This article is originally referred from iForex News.
Asian stock markets were mostly down, with the Shanghai Composite Index managing slight gains, but the Nikkei down 1.47% and Australia’s ASX also down, despite a rate cut from the RBA, which lowered the cash rate by 25 basis points to 1.50%.
German KBA new vehicle registrations fell 3.9% year over year in July, but new car registrations in the first seven months of the year were still up 5.4% year over year, highlighting that the private sector continues to underpin domestic demand and overall growth.
U.S. chain store sales bounced 0.3% in the week ended July 30, after dipping 0.1% the week before, according to The Retail Economist data, breaking a string of four consecutive weekly declines. The annual pace rose to 2.5% year over year, from 1.6% year over year. Some store tax holidays to excite back to school shopping, and a pickup in demand for summer clearance items amid hot weather, helped boost sales last week.

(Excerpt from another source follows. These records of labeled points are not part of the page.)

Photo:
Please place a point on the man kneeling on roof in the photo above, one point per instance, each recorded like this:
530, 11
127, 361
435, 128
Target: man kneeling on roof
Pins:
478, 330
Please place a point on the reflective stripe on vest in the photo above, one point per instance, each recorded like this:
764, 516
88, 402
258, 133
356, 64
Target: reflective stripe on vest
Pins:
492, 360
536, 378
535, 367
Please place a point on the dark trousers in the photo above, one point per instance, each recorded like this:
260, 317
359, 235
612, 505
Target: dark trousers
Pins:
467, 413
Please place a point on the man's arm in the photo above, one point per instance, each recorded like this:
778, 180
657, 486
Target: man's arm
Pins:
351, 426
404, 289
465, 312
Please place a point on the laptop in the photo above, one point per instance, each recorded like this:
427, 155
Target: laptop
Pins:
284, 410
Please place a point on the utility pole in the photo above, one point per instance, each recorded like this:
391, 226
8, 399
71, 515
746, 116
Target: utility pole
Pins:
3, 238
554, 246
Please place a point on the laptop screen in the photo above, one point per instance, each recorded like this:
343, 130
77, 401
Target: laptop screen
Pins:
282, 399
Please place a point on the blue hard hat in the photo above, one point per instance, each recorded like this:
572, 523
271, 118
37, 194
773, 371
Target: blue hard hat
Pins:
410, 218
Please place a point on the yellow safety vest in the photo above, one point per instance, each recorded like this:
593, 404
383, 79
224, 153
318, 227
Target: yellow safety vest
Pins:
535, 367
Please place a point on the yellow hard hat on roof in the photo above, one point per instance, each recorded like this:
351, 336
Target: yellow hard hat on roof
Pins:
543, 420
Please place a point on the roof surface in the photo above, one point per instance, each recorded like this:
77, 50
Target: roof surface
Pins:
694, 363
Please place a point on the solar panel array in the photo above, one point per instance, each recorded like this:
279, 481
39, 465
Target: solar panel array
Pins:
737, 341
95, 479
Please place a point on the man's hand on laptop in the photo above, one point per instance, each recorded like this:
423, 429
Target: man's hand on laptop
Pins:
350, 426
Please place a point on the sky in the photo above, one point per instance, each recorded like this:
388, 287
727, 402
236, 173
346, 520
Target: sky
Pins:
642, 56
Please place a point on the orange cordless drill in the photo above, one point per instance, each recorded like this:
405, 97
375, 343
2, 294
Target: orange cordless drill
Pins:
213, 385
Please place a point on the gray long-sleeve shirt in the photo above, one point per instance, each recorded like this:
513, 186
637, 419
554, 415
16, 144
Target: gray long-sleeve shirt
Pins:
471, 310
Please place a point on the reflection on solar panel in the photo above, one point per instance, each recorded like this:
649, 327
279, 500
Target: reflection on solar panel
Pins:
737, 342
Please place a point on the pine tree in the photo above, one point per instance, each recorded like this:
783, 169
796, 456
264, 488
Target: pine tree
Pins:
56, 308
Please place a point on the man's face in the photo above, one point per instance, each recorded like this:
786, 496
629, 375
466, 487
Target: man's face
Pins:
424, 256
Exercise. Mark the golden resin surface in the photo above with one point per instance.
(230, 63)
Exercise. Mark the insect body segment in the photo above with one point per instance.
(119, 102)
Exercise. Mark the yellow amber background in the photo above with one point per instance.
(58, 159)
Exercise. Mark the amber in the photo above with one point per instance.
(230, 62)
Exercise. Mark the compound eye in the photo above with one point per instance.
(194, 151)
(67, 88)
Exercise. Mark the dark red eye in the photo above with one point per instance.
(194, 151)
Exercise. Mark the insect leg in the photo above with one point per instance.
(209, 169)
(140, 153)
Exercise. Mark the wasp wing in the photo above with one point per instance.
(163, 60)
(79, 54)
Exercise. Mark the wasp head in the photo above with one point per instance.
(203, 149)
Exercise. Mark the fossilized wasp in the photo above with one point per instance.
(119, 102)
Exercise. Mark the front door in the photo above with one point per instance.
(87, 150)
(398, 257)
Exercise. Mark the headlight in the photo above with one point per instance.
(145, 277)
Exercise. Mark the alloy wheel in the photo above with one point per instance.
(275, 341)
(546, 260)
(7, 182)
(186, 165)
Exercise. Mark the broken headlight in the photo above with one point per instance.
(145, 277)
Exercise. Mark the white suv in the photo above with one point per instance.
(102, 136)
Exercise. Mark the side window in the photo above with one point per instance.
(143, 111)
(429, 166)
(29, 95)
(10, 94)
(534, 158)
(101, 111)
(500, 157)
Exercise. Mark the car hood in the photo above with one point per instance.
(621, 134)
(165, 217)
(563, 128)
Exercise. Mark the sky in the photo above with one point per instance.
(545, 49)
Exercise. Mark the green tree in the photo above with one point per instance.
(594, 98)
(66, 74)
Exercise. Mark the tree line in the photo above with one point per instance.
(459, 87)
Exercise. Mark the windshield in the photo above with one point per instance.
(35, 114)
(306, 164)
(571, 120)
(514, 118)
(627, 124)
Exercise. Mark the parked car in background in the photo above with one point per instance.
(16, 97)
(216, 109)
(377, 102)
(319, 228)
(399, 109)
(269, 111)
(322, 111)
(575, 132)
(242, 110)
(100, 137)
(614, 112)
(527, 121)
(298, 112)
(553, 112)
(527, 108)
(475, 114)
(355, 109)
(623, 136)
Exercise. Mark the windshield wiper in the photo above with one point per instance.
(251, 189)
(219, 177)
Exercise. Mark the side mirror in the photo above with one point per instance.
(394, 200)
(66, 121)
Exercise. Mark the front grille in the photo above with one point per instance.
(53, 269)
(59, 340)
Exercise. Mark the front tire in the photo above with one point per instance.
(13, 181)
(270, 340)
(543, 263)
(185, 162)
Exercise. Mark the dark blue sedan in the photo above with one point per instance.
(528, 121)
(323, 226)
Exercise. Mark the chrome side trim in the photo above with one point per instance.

Eurozone Producer Prices Were Higher than Expected
Eurozone producer price inflation higher than expected. The annual rate rose to -3.1% year over year from -3.9% year over year in the previous month, as base effects from oil prices start to fall out of the equation. Nevertheless, with the headline rate still stuck in negative territory, it will do little to reduce concerns about the low inflation environment and will give the doves at the ECB something to argue with, if Draghi feels the negative headwinds for the economy warrant further measures to underpin the very modest recovery.
Japan adds fiscal stimulus to boost growth. The cabinet today approved a 13.5 trillion-yen fiscal stimulus package in a bid to revive growth. The package includes cash payouts to low-income earners as well as infrastructure spending and is part of the effort to coordinate policy with the BoJ, which already extended stimulus last week although not to the extent markets had been hoping for.